Maintenance Window: Select a date and time for the maintenance window. The date must be at least 5 days from today. Weekends are not available.
Additional Details: (Optional) Include any additional context or requirements.
CC Emails: (Optional) Add email addresses to copy on the support ticket.

Submit the request

Click Submit. Astronomer will confirm the maintenance window and contact you before beginning the conversion.

Running, scheduled, and event-triggered tasks are affected during the maintenance window. Tasks may fail and require a retry. Plan for 1-2 hours of downtime during the maintenance window.

The conversion process has two phases:

Database migration: Migrates the metadata database. This phase requires no downtime.
Infrastructure switch: Enables cross-region replication. This phase requires approximately 1-2 hours of maintenance downtime.

Enabling DR incurs additional Astro credits.
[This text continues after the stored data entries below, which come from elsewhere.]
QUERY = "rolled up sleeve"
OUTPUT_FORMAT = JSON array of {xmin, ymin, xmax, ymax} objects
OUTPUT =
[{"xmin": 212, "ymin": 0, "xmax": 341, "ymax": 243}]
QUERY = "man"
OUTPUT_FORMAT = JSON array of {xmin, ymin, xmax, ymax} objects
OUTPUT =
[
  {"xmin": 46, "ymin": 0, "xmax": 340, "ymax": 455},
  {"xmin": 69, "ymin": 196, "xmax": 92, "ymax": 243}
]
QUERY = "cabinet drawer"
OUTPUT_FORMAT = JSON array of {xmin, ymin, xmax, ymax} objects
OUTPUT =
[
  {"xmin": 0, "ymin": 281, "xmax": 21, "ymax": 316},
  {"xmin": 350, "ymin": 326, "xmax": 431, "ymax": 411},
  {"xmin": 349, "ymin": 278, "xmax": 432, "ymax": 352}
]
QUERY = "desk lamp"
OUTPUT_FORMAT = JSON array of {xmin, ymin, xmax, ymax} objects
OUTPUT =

Secondary cluster resources and data replication incur ongoing charges based on your cluster configuration.

Disable DR

Disabling DR deprovisions the secondary cluster and deletes all compute and data stores in the secondary region. This stops data replication and can’t be undone without re-enabling DR.

Disabling DR is also supported using the Astro API.

Prerequisites

Organization Owner role with organization.clusters.update permission
The cluster must be running from the primary region. You can’t disable DR on a cluster that has failed over to the secondary region.

Open the DR tab

In the Astro UI, go to Organization Settings > Clusters, select your DR-enabled cluster, and open the Disaster Recovery tab.

Disable DR

On the Disaster Recovery tab, click Disable. Alternatively, open the cluster’s actions menu (⋯) at the top right of the page and select Disable Disaster Recovery…. Enter the cluster name to confirm, then click Disable Disaster Recovery.

This action is irreversible without re-enabling DR. Ensure you no longer need cross-region failover capability before disabling DR.

Required steps after enabling DR

After Astronomer creates the secondary cluster, complete the following steps before triggering a failover:

Networking and DNS: Configure all required networking and DNS customizations for the secondary cluster. See Networking considerations.
imagePullSecrets: If your Deployments use Kubernetes Pod Operators (KPOs), configure imagePullSecrets on the secondary cluster. See Pull images from a private registry.
Customer-managed workload identity: If your Deployments use customer-managed workload identities, configure the appropriate workload identity and update IAM trust relationships for the secondary cluster. See Workload identity.
Dag logic: Update your Dag logic to handle the ASTRONOMER_IS_DR_ENV environment variable for secondary-specific connections or configurations. See Prepare Dags for disaster recovery.